Как слоны научили Свена всему, что ему нужно было знать о бизнесе
В своей классической книге «Генезис игры животных» биопсихолог Гордон Бургхардт пишет: «Даже выдающиеся ученые разводили руками и считали игру скорее загадкой, чем конкретным феноменом, который можно понять с помощью научного анализа». Другие же утверждают, что игры на самом деле не существует. По мнению Бургхардта: «Игра – это реальность, которой не занимались достаточно эффективно ни наука, ни общество. И все же она может лежать в основе того, кто мы есть и как мы стали такими, какие мы есть». Она также лежит в основе критического антропоморфизма Бургхардта, который использует не только достижения науки, но и воображение. «По моему опыту, целеустремленные герпетологи счастливы только тогда, когда у них есть возможность или причина вернуться на поле и лично собрать хотя бы часть образцов, – пишет он. – Грязь, вода, песок, жара, холод, жажда, клещи, пиявки, осы, укусы, царапины и вонючие фекалии – все это часть драгоценного опыта… Я надеюсь, что любой биолог, работающий в поле, понимает, что я имею в виду».
Можно с уверенностью сказать, что игра – это форма обучения, и что обучение может быть игровым. Зачем еще людям смотреть на птиц или путешествовать по Галапагосским островам?
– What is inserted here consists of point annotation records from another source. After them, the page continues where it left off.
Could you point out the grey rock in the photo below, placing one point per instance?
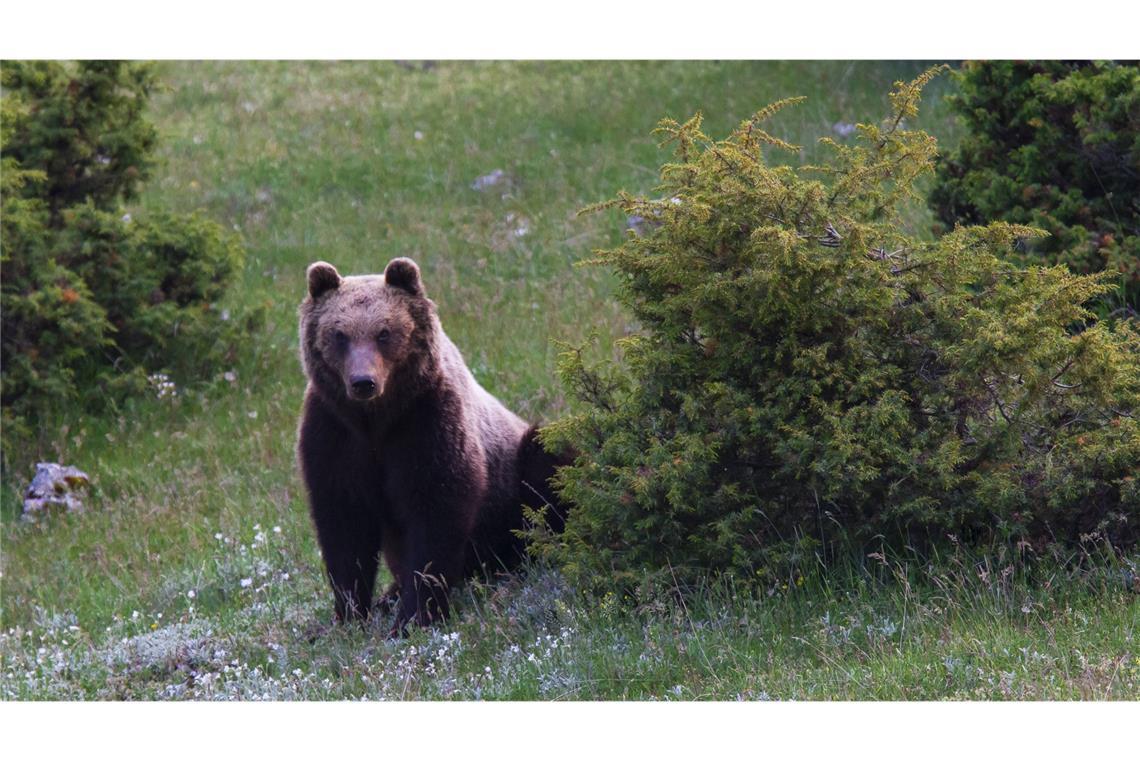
(55, 485)
(488, 180)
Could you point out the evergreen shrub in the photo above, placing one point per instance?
(811, 378)
(1055, 145)
(95, 301)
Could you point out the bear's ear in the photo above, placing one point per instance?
(405, 275)
(323, 277)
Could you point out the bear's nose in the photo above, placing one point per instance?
(363, 386)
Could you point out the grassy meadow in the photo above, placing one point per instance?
(194, 572)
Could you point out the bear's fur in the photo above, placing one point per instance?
(401, 451)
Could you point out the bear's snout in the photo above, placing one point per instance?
(363, 386)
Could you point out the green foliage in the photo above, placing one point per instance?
(809, 374)
(1055, 145)
(94, 301)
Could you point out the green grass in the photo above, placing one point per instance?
(323, 161)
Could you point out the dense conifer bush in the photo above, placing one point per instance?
(92, 300)
(1055, 145)
(812, 378)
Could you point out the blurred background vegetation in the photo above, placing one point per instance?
(178, 263)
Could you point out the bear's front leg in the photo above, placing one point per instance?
(348, 530)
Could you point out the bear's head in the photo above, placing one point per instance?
(367, 337)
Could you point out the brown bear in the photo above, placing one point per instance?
(401, 451)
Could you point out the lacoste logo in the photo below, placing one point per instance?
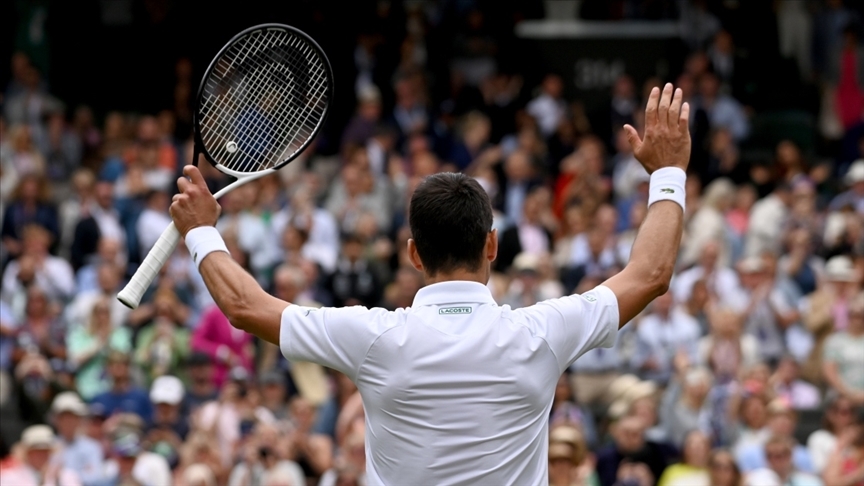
(454, 310)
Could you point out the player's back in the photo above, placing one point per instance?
(458, 394)
(456, 389)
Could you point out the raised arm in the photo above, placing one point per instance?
(237, 294)
(666, 146)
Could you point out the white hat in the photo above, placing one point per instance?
(38, 437)
(69, 402)
(855, 172)
(839, 268)
(167, 389)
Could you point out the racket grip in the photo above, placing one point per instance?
(132, 293)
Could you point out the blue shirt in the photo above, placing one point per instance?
(84, 456)
(134, 401)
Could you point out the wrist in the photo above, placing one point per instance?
(668, 184)
(203, 240)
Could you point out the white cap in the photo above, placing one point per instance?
(855, 172)
(38, 437)
(167, 389)
(69, 402)
(840, 268)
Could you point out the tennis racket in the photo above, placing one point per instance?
(261, 102)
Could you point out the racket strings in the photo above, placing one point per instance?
(263, 100)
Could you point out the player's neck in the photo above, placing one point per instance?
(480, 276)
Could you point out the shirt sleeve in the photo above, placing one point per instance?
(338, 338)
(575, 324)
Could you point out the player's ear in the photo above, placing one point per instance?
(492, 245)
(413, 256)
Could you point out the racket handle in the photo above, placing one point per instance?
(131, 295)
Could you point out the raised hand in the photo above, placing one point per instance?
(667, 132)
(194, 206)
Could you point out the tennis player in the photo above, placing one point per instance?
(456, 389)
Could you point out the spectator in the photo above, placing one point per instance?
(780, 425)
(844, 355)
(30, 205)
(78, 453)
(838, 420)
(36, 467)
(201, 388)
(846, 466)
(89, 346)
(778, 450)
(548, 108)
(799, 394)
(163, 344)
(169, 426)
(723, 470)
(684, 406)
(661, 335)
(629, 445)
(693, 468)
(355, 281)
(123, 396)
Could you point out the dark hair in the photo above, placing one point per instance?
(450, 216)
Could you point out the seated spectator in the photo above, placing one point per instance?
(839, 417)
(529, 235)
(684, 406)
(781, 468)
(726, 351)
(780, 424)
(41, 331)
(29, 205)
(844, 355)
(78, 453)
(629, 446)
(566, 411)
(131, 464)
(36, 467)
(660, 336)
(109, 282)
(693, 468)
(799, 394)
(169, 426)
(201, 386)
(355, 281)
(226, 345)
(846, 465)
(35, 265)
(162, 344)
(123, 395)
(722, 469)
(89, 346)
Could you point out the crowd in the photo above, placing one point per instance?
(750, 370)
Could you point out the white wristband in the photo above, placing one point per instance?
(202, 241)
(667, 184)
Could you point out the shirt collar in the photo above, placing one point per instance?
(453, 292)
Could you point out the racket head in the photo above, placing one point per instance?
(262, 100)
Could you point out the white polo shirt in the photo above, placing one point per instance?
(457, 390)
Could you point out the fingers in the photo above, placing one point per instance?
(675, 107)
(684, 118)
(195, 176)
(663, 108)
(633, 138)
(651, 109)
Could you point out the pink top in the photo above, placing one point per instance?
(219, 339)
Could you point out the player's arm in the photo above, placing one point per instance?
(237, 294)
(652, 259)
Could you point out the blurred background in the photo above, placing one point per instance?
(749, 371)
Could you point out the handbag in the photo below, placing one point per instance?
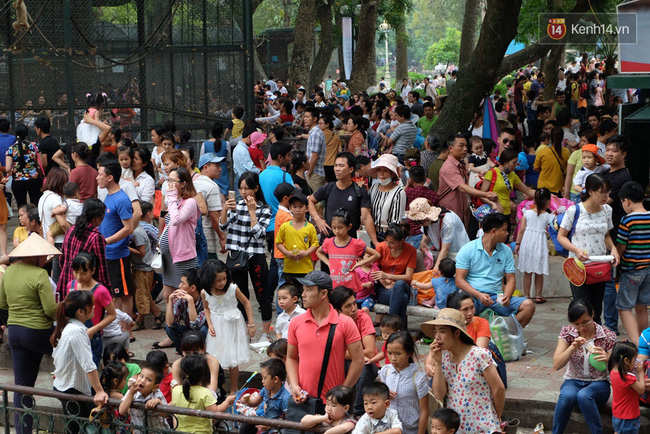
(598, 272)
(312, 405)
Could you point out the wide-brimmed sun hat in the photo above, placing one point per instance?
(421, 210)
(449, 317)
(34, 245)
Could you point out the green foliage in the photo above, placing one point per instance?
(446, 50)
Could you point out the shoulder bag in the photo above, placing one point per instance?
(312, 405)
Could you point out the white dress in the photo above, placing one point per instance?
(533, 252)
(230, 345)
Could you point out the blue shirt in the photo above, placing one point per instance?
(485, 272)
(270, 178)
(118, 208)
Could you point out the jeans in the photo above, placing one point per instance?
(588, 395)
(396, 298)
(27, 349)
(610, 313)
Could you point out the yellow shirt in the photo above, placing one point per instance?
(551, 172)
(500, 187)
(300, 239)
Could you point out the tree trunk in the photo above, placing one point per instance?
(401, 50)
(551, 71)
(303, 42)
(322, 59)
(478, 76)
(364, 56)
(468, 34)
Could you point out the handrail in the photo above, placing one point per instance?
(253, 420)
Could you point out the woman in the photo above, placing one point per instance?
(591, 236)
(246, 222)
(344, 300)
(397, 263)
(584, 385)
(387, 197)
(143, 174)
(25, 291)
(442, 227)
(84, 236)
(464, 374)
(332, 146)
(83, 175)
(551, 163)
(53, 197)
(21, 162)
(506, 180)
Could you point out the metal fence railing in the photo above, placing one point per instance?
(51, 419)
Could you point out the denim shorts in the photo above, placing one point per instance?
(634, 288)
(626, 426)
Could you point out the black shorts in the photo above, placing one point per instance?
(119, 271)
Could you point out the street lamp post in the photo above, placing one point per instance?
(385, 28)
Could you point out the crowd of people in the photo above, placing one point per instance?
(122, 225)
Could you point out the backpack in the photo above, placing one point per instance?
(476, 201)
(554, 228)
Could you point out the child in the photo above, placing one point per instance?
(70, 210)
(366, 298)
(401, 352)
(592, 162)
(220, 297)
(117, 353)
(288, 295)
(342, 253)
(114, 378)
(376, 403)
(143, 274)
(273, 400)
(145, 388)
(388, 325)
(125, 157)
(626, 387)
(297, 239)
(192, 393)
(337, 406)
(532, 245)
(444, 284)
(633, 244)
(445, 421)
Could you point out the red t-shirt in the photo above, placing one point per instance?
(310, 339)
(625, 400)
(342, 259)
(388, 264)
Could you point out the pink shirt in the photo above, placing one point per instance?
(310, 338)
(342, 259)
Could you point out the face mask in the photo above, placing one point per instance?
(385, 181)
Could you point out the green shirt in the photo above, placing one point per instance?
(25, 291)
(426, 124)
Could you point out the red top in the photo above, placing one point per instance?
(625, 400)
(310, 338)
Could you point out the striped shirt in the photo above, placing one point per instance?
(634, 233)
(241, 236)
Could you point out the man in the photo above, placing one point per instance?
(117, 228)
(47, 146)
(205, 183)
(616, 151)
(343, 194)
(404, 134)
(316, 148)
(308, 335)
(481, 266)
(453, 188)
(427, 119)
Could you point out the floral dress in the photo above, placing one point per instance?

Свен Линдблад – самый практичный человек на земле (или на море). Будучи основателем «экспедиций Линдблада», он управляет вместе с National Geographic флотом кораблей, которые организовывают поездки на Галапагосы, в Антарктиду и другие экзотические места. Его отцу приписывают изобретение экотуризма, а Свен – один из мировых лидеров этого бизнеса. Он стремится сохранить природу, и я знаю, что он добрый и игривый человек. Несколько лет назад он пригласил в галапагосскую экспедицию группу, занимавшуюся вопросами единения людей с природой. Мы познакомились, когда корабль плыл между островами. Однажды наша группа шла по тропинкам к берегу, стараясь не наступать на лапы голубоногим олушам, игуанам и лавовым ящерицам, которые шныряли по своим делам, почти не замечая нас.
Пока Свен рассказывал об открытиях Дарвина на этих изолированных островах, по склону большой остроконечной скалы пробежала лавовая ящерица. На вершине ящерица замерла и уставилась на нас. Лавовые ящерицы, названные так из-за происхождения скал, на которых они часто сидят, похожи на миниатюрных игуан. У этой была ярко-красная голова и горло. Она казалась достаточно дружелюбной. Я сказал натуралисту, который шел с нами, что лавовый ящер больше всего понравился мне на Галапагосах из-за того, что он кажется очень игривым.